Z Wikiźródeł, wolnej biblioteki
Ta strona została uwierzytelniona.

Rozciągnęła się krzyżem na ziemi.
Raz jeszcze poderwała ją ta sama szatańska siła i wyginała przemocą w tył, ale i tym razem się jej oparła.
Leżała w śmiertelnem oczekiwaniu, czy się to powtórzy — ale nie. Zwolna się uspokajała, dźwignęła się na kolana, podczołgała do fotelu, ale nie miała sił, by podnieść się i usiąść.
Oparła głowę o siedzenie i patrzyła przed się.
Przed jej oczyma jął padać gęsty śnieg... nie — to nie śnieg, to deszcz drobniuteńkich, dyamentowych kulek... ależ nie — to szalony, wirujący taniec przeraźliwie świecącego pyłu. Świetliste fale rozszalałego pyłu przelewały się przed jej oczyma, biły o jej piersi, szyję, twarz, wlewały się w oczy i uszy, wdzierały się do gardła.
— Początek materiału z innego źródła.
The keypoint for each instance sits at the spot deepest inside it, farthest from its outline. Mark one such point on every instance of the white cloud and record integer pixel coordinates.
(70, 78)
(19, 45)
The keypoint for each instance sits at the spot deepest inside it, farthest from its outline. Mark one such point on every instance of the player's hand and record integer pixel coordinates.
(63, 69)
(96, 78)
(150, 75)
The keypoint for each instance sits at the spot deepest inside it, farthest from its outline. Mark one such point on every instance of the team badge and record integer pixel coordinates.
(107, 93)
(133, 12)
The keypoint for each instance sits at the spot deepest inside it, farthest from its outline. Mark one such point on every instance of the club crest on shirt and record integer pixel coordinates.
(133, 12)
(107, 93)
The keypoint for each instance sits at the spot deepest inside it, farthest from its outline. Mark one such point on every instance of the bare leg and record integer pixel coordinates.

Dusiła się, ale głosu dobyć nie mogła, chciała się dźwignąć, ale nie miała władzy nad swem ciałem.
W tej chwili jęła przytomnieć. Zebrała wszystkie siły, szarpnęła się i dźwignęła na nogi.
Teraz kurczowo chwyciła się oburącz poręczy, wsunęła się głęboko w fotel, przymknęła oczy, bo wiedziała, że, gdy je otworzy, to... to... — To co? — spytała się siebie znienacka — co? co? — Wsłuchiwała się w siebie, ale nie otrzymała odpowiedzi.